The Vertex 3 in that test is a good example of the performance with the 'good working' firmware that you should run now. When the new fixed version 5 firmware is released the performance will be 10 to 15% faster than the V3 240GB numbers shown in that chart.


----------



## nleksan (Jun 2, 2012)

I just was in the exact same situation: Force GT or Samsung 830... (also considered Corsair Performance Pro). 

I ended up going with the Samsung, 256GB for $209 (it just doesn't have the "desktop upgrade kit, but it's for a brand new build so I didn't need any of it). At that price, as well as extraordinarily favorable reviews every place I looked, it was a no Brainer! 

I do love the ForceGT, and had I not seen the deal on the samsung, I would have grabbed one... But now I have 256GB, not 120, and when I grab a 2nd one down the line, RAID0 will be pure awesomeness with 512GB storage and 1GB/sec read/write 
The ForceGT is slightly faster with small files, but the Samsung is faster overall due to having one of (for a while, THE) fastest write speeds. Add to that the fact that it holds the record (at least everywhere I looked) for the most consistent performance regardless of capacity/wear/etc (+/-1MBs at most) which was the last thing I needed to see before I was sold on it! 
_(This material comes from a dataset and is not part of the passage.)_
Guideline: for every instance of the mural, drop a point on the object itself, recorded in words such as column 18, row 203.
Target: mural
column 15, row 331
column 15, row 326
I don't think you can go wrong with either, but do buy the biggest you can afford, as it will perform better AND last longer (peak performance). Then, save up and buy a 2nd one for RAID! I don't think ANYONE can tell a difference between various SSDs once you have two in RAID0... It's simply too fast! 

Also, if you buy a Samsung 830 at Newegg they have a 'bundle' deal with Seagate Barracuda 2TB and 3TB drives where you get $50/off the top... I am not a fan of Seagate (WD RE4, Cav Black, or Velociraptor please!) but the 3TB model is extremely fast according to benchmarks... 2nd/3rd on many, only behind Velociraptor 1TB (although I would sacrifice the storage benefit for the reliability of the latter). 

Good luck!


----------



## manofthem (Jun 2, 2012)

nleksan said:


> I ended up going with the Samsung, 256GB for $209 (it just doesn't have the "desktop upgrade kit, but it's for a brand new build so I didn't need any of it). At that price, as well as extraordinarily favorable reviews every place I looked, it was a no Brainer!



Wow, that is a solid deal, $40 cheaper than the one I just got!


----------



## nleksan (Jun 3, 2012)

I couldn't believe the price myself! I was planning on the Corsair ForceGT 120GB, but for the money, the 830 not only performed better, I was able to get a drive more than 2x larger and with a proprietary controller... Of course, now two days later, the 240GB Corsair ForceGT is on sale for $200!


----------



## Maban (Jun 3, 2012)

OP went with the SanDisk if any of y'all are wondering.


----------